Hybrid chunking¶
Overview¶
Hybrid chunking applies tokenization-aware refinements on top of document-based hierarchical chunking.
For more details, see here.
Setup¶
%pip install -qU pip docling transformers
Note: you may need to restart the kernel to use updated packages.
DOC_SOURCE = "../../tests/data/md/wiki.md"
Basic usage¶
We first convert the document:
from docling.document_converter import DocumentConverter
doc = DocumentConverter().convert(source=DOC_SOURCE).document
For a basic chunking scenario, we can just instantiate a HybridChunker, which will use
the default parameters.
from docling.chunking import HybridChunker
chunker = HybridChunker()
chunk_iter = chunker.chunk(dl_doc=doc)
Token indices sequence length is longer than the specified maximum sequence length for this model (531 > 512). Running this sequence through the model will result in indexing errors
👉 NOTE: As you see above, using the
HybridChunkercan sometimes lead to a warning from the transformers library, however this is a "false alarm" — for details check here.

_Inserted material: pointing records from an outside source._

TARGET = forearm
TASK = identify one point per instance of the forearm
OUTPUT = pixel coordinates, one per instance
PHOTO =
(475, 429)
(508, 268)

Note that the text you would typically want to embed is the context-enriched one as
returned by the contextualize() method:
for i, chunk in enumerate(chunk_iter):
print(f"=== {i} ===")
print(f"chunk.text:\n{f'{chunk.text[:300]}…'!r}")
enriched_text = chunker.contextualize(chunk=chunk)
print(f"chunker.contextualize(chunk):\n{f'{enriched_text[:300]}…'!r}")
print()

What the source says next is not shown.